Europe Gasoline Crack Widens; ICE Gasoil Declines: Oil Products
Gasoil for February delivery fell for the first time in five days on the ICE Futures Europe exchange as Brent declined.
Gasoline barges in the Amsterdam-Rotterdam-Antwerp oil hub traded from $970 to $979 a metric ton, according to a Bloomberg survey of traders and brokers monitoring the Argus bulletin board. Deals were done at $987 to $994.50 a ton yesterday, the highest since Oct. 19. BP Plc and Gunvor Group Ltd. bought 2,000 ton barges of the Eurobob grade, to which ethanol is added to make finished fuel.
Naphtha’s crack, or discount to Brent, was little changed at $6.90 a barrel, PVM data show. That was $6.91 yesterday, the most since Nov. 23.
Gasoil for February delivery fell 1.4 percent to $945.25 a ton, as of 12:35 p.m. London time. The contract was $4.50 a-ton in backwardation, or premium, to March. The market structure can signal rising demand or falling supply.
Gasoil’s crack, which is also a measure of refining profit, narrowed to $16.37 a barrel versus $16.52 a barrel at 4:30 p.m. yesterday. Brent lost 1.2 percent to $110.54 a barrel.
Gasoil inventories in the ARA-area are rebuilding toward the five-year average, as demand has been limited by milder- than-normal weather in the region, Harry Tchilinguirian, head of commodity-markets strategy at BNP Paribas SA in London, said in e-mailed comments today.
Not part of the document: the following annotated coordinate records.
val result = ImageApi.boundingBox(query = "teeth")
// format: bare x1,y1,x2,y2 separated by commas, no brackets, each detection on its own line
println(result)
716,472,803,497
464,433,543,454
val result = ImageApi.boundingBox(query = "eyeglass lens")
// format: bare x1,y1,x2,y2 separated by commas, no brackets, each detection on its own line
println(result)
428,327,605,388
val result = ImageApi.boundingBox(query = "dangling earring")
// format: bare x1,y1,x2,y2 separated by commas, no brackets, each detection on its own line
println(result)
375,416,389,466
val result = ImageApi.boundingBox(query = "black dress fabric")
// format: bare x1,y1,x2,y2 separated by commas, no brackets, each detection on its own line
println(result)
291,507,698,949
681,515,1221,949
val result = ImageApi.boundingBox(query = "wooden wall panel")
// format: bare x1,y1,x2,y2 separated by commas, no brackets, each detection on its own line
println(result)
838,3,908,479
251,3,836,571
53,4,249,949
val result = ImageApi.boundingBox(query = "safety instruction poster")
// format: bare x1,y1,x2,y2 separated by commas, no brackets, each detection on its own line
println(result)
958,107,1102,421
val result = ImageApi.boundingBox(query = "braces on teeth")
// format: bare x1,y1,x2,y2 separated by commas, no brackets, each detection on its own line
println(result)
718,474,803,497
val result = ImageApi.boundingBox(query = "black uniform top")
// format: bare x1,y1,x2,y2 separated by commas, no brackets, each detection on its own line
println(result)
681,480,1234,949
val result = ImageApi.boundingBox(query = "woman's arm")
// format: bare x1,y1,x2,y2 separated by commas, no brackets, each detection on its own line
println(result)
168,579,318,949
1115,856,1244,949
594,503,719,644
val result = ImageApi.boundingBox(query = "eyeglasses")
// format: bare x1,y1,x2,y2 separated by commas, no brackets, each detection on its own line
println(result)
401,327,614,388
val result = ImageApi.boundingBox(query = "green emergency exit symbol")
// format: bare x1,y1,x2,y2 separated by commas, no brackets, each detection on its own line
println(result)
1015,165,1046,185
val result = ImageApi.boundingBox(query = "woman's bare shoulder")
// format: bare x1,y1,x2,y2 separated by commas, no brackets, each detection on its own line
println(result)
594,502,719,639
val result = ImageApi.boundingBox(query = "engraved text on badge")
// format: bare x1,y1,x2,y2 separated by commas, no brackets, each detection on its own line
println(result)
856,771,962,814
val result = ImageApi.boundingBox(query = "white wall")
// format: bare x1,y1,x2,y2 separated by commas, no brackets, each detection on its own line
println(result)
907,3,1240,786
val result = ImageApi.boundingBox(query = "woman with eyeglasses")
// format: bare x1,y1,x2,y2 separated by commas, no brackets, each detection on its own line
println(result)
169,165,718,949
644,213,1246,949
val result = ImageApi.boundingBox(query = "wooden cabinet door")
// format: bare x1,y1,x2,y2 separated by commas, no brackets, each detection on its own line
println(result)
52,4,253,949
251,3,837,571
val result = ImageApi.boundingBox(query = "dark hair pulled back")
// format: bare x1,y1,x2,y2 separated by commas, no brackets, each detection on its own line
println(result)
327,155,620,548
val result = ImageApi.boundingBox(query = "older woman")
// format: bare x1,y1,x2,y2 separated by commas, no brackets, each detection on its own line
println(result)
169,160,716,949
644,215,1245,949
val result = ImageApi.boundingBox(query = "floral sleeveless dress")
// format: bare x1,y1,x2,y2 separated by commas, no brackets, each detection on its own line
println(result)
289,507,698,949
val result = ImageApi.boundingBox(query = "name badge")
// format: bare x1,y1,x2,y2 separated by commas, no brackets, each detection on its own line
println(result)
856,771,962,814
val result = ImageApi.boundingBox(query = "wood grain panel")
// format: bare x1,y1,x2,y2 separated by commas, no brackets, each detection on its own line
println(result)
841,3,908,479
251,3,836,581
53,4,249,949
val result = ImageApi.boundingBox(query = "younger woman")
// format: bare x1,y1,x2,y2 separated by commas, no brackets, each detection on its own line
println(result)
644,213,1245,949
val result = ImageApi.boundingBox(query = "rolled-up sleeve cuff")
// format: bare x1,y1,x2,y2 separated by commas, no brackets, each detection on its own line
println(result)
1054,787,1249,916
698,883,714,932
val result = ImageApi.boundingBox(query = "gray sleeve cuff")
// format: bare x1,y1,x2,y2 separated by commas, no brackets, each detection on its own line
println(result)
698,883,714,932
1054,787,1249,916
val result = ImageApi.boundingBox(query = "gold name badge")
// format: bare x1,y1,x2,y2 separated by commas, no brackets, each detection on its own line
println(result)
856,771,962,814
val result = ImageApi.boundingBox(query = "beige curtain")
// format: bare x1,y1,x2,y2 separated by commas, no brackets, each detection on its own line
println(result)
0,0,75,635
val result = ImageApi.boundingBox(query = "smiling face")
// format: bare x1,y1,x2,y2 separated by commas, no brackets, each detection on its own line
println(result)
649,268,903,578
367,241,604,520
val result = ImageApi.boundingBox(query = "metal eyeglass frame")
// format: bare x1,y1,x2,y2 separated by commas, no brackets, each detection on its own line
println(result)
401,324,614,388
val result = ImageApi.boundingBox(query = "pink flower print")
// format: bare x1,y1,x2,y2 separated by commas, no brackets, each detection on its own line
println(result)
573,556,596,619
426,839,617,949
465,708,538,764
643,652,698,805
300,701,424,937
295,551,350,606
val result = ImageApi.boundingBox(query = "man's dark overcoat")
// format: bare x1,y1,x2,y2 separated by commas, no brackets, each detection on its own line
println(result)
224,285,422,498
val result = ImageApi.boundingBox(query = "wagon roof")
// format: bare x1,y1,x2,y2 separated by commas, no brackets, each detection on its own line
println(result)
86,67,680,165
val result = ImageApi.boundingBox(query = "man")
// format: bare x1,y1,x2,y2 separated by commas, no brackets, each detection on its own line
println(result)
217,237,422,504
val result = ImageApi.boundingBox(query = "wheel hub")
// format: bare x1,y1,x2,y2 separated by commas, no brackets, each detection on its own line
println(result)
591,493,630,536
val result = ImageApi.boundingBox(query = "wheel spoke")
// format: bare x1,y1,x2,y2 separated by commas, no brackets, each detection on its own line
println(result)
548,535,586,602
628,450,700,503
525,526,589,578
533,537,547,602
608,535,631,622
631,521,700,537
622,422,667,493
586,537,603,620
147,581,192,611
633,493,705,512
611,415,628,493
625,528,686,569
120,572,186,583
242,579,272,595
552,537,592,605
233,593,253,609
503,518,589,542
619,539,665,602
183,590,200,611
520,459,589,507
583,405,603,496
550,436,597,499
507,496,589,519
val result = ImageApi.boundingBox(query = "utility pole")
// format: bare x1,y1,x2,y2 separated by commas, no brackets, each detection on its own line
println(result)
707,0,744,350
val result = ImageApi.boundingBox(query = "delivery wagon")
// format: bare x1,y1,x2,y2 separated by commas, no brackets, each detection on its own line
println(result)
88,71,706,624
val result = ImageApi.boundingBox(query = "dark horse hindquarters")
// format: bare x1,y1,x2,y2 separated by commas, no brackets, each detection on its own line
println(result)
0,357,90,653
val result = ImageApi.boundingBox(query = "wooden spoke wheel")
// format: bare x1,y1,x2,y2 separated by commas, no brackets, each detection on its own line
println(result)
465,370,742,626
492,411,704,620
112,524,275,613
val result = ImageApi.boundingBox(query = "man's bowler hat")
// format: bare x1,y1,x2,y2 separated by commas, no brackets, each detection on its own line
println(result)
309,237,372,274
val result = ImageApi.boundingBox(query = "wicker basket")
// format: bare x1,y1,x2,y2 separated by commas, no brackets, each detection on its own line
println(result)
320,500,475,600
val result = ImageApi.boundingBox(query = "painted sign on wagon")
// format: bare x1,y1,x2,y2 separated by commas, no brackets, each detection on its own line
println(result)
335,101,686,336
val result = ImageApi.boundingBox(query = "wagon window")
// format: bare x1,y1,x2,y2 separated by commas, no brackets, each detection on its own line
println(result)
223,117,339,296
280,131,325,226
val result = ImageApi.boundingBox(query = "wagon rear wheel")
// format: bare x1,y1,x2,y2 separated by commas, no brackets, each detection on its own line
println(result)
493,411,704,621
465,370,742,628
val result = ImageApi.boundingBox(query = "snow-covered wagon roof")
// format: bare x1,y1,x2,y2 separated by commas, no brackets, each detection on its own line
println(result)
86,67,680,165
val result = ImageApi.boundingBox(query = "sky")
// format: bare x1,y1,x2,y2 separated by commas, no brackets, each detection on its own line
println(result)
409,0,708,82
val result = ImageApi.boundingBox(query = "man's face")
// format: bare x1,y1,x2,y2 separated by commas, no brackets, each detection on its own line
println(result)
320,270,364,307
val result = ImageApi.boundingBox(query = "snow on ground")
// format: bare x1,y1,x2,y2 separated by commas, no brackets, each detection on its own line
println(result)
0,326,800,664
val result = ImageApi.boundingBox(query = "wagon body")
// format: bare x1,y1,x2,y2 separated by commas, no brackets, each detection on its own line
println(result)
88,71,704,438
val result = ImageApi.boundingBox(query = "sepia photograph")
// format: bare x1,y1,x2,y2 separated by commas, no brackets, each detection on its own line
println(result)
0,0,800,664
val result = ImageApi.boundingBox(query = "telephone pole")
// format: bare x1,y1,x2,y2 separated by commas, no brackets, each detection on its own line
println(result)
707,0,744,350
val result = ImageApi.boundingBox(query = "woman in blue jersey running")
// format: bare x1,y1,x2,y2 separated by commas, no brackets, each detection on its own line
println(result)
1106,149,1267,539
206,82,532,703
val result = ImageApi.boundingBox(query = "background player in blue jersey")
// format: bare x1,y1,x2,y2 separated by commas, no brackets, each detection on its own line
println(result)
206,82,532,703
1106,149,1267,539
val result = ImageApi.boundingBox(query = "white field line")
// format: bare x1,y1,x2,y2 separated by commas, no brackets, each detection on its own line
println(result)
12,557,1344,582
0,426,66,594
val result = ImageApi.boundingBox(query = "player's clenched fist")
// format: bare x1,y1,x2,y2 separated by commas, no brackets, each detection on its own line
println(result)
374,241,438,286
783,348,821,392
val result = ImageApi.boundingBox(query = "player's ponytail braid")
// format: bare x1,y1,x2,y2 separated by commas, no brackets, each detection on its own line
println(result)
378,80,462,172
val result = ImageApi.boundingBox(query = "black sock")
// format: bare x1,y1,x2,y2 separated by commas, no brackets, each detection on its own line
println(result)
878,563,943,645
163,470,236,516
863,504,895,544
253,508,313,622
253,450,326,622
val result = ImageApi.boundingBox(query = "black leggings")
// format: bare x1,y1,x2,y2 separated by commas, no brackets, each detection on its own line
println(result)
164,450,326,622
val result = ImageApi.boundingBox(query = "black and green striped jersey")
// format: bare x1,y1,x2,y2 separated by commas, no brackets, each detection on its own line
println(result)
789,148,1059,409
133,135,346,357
The fuel’s stockpiles in independent storage in ARA increased 5.1 percent to 2.13 million tons in the week to Jan. 10, PJK International BV said yesterday. That is the highest since Oct. 4 and below the five-year average, data compiled by Bloomberg show.
An upward trend in ARA fuel oil stockpiles in recent weeks, if continued, may eventually encourage shipments of the product to Asia, Tchilinguirian said.
Fuel oil inventories in independent storage increased to 923,000 tons, the most in two months, according to PJK.